05.02.2020, 11:10 Uhr

Mannheim (AFP) Lehrer in Teilzeit haben keinen Anspruch auf Überstundenzuschlag für Klassenfahrt

Statue an einem Gerichtsgebäude.
Quelle: AFP/Archiv/John MACDOUGALL (Foto: AFP/Archiv/John MACDOUGALL)Statue an einem Gerichtsgebäude. Quelle: AFP/Archiv/John MACDOUGALL (Foto: AFP/Archiv/John MACDOUGALL)

Urteil: Klassenfahrt gehört zu normalem Schuldienst und ist keine Mehrarbeit

Teilzeitbeschäftigte verbeamtete Lehrer haben laut einem Urteil des Verwaltungsgerichtshofs Baden-Württemberg keinen Anspruch auf einen Überstundenzuschlag für Klassenfahrten. Eine Klassenfahrt gehöre auch bei Teilzeitkräften zum normalen Schuldienst und sei grundsätzlich keine Mehrarbeit, entschieden die Richter in Mannheim in ihrem am Mittwoch veröffentlichten Beschluss.

Geklagt hatte eine in Teilzeit beschäftigte Gymnasiallehrerin, die an einer mehrtägigen Klassenfahrt nach Berlin teilgenommen hatte. Beim Landesamt für Besoldung und Versorgung (LBV) stellte die Frau im Anschluss den Antrag, ihr wegen der Vollzeitbeschäftigung während der Klassenfahrt eine Vergütung für die Mehrarbeit zu zahlen.

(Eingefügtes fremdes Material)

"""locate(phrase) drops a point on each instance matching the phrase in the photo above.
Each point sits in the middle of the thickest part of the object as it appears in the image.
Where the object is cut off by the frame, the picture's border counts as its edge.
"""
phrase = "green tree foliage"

Das LBV zahlte ihr daraufhin knapp 630 Euro für zwölf Stunden Mehrarbeit. Dieses Geld forderte das Amt jedoch zurück, nachdem das Regierungspräsidium die Personalräte darüber informiert hatte, dass die Teilnahme an einer außerunterrichtlichen Veranstaltung rechtlich keine Mehrarbeitsunterrichtsstunden seien.

Die Lehrerin widersprach dieser Aufforderung, daraufhin reduzierte das Landesamt die Rückzahlung wegen Mitverschuldens des Dienstherrn auf knapp 440 Euro. Das zuständige Verwaltungsgericht wies die Klage der Frau ab, weil sie keinen Anspruch auf eine Vergütung der Mehrarbeit habe. Ihr sei Vergütung für zwölf Stunden zu viel gezahlt worden. Sie habe jedoch Anspruch auf einen zeitlichen Ausgleich.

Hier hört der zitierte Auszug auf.